Windows Phone Development Summary

All of the apps covered above are only for Windows Phone. I love the process of developing for Windows Phone.

  • The tools are excellent – I can use Visual Studio (which I have plenty of experience with and is set up exactly the way I want it).
  • I can switch to Expression Blend if I want to do some more complicated user interaction.
  • I can use C# a popular language that many developers who have worked in enterprise understand.
  • Having come from a web background, I would much rather do layouts in XAML than in HTML / CSS.

My biggest complaints so far have been to do with the store and submission process (not being able to cancel an app being certified) and understanding some of the SDK design decisions taken to do with the back stack and Navigation.

Evolving Beyond Windows Phone

In mid 2012 we decided that Windows Phone was not a big enough market for some of our mobile geography plans (Although it may be getting there according to the latest stats from Kantar). Specifically we wanted to expand into using running our GIality solutions on a tablet. Whilst Windows 8 was coming (it launched October 2012), we wanted to start running GIality apps on tablets right away. We chose Android as our first tablet platform: specifically the Nexus 7 and when it was released the Nexus 10 .

VentusAR: Support for Android

Ventus_logoOur first cross platform app was VentusAR. This is a Business to Business application (so it’s not available in the Play Store) to allow you to visualise what a wind farm would look like if it was built as planned. There are many different parts to VentusAR that all need to work together and need to work across multiple platforms. The main application logic needs to be complied by the Windows Phone and Mono for Android compilers (we’ve since added Mono-touch for iOS and Windows RT compilers too).

Coming from a Windows Phone background, Android development (even using Mono for Android and Xamarin tools) feels a bit of a disjointed mess. I guess it comes of saying anyone can customize the OS to run on any hardware (the Android approach) rather the OS will only run on our hardware (Apple) or the OS will only run on hardware that meets strict guidelines (Microsoft’s approach).

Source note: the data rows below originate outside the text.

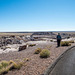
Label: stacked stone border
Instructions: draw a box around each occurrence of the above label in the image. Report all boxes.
[42,46,75,75]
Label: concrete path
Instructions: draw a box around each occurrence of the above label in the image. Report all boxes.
[49,47,75,75]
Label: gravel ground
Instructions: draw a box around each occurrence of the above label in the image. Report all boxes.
[0,42,75,75]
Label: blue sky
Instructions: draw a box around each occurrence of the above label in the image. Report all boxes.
[0,0,75,32]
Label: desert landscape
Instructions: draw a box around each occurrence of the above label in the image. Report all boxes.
[0,32,75,75]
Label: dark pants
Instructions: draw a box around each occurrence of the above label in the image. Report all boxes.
[57,40,61,47]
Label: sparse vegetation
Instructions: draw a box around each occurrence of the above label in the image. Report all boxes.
[29,44,36,47]
[68,40,74,43]
[0,60,23,75]
[34,48,42,54]
[40,49,50,58]
[61,41,71,46]
[50,40,53,42]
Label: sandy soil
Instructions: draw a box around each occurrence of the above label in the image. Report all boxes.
[0,42,75,75]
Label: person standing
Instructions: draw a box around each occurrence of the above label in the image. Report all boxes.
[57,33,62,47]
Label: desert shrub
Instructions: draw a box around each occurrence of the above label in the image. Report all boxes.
[0,60,24,75]
[29,44,36,47]
[68,40,74,43]
[40,49,50,58]
[0,61,9,75]
[50,40,53,42]
[1,61,9,68]
[61,41,71,46]
[34,48,42,54]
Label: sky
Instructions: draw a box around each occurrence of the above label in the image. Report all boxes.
[0,0,75,32]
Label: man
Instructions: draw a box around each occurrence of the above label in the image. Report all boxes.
[57,33,62,47]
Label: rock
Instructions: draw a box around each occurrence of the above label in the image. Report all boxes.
[18,45,27,51]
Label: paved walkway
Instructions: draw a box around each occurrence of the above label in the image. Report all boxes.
[49,47,75,75]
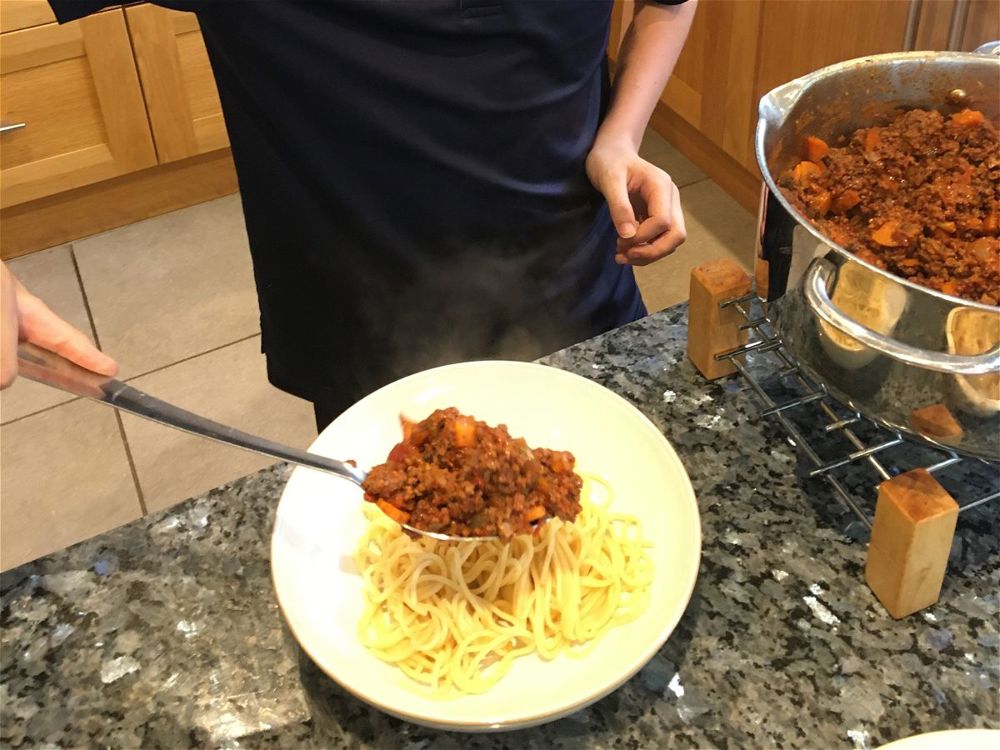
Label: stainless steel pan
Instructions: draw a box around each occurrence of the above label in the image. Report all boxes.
[755,47,1000,460]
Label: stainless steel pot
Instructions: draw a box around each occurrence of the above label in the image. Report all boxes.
[755,52,1000,460]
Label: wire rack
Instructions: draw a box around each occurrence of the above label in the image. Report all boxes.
[716,292,1000,532]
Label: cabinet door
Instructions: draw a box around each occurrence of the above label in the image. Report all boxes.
[125,5,229,163]
[0,10,156,206]
[610,0,762,172]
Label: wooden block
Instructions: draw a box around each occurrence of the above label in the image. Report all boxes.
[865,469,958,619]
[910,404,963,445]
[687,258,750,380]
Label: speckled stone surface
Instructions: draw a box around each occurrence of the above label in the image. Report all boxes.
[0,307,1000,750]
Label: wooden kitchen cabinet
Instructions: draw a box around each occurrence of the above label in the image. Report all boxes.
[0,10,156,207]
[0,0,237,259]
[125,5,229,164]
[609,0,1000,210]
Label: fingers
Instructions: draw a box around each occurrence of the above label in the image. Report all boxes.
[601,170,639,239]
[18,287,118,376]
[615,170,687,266]
[0,263,19,388]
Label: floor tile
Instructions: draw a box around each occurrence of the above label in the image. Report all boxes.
[123,337,316,512]
[635,180,756,312]
[0,400,142,570]
[0,245,93,422]
[639,128,708,187]
[74,195,260,378]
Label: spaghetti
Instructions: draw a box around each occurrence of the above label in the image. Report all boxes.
[356,478,653,693]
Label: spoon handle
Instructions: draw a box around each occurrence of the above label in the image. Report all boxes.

  • Think about making the app cross platform-able early on. Its easier to start that way than to try to change an existing app to be cross platform.
  • The android emulator is too slow to use for real development, buy a proper device to develop on – it’s much quicker.
  • Android Resource qualifiers (screen resolution, pixel density language etc.  make designing and testing Android UI’s very hard. The Xamarin Designer helps a lot.
  • Run an automated build server as changes in the android app can have unintented affects in the other builds.

3DTry.it: Available for Windows Phone, Android and iPad

3DTryit_logo_websiteOur first public cross platform GIality app to launch is 3DTry.it (available for Android, iPad and Windows Phone). This is an app that allows the user to view published 3D models on their tablets on top of the the camera view. The models rotate as though they are in the real world. Download it from the app store if you want to see it in action.

  • The motion sensor frame of reference is different on different devices (the nexus 10 is 90°different from the Nexus 7).
  • Xamarin tools allows iOS apps to be developed on a Windows PC which speeds up development for windows users.

Summary

Having tried developing apps for all three platforms, I enjoy developing for Windows Phone the most (maybe that’s because it was the first one I started developing for). Android is frustrating due to the number of different devices, screen resolutions and version available. iOS development in c# is made easy using Xamarin tools, which have done the job for us so far.

Building Cross Platform Applications

Cross Platform Applications
Having an app is a very effective way of getting information out to your users on the move. However there are several device platforms (iOS, Android, Windows Phone, Blackberry etc.) to build apps for. The percentage market share of each platform means we decided to be inclusive and support as many platforms as practical.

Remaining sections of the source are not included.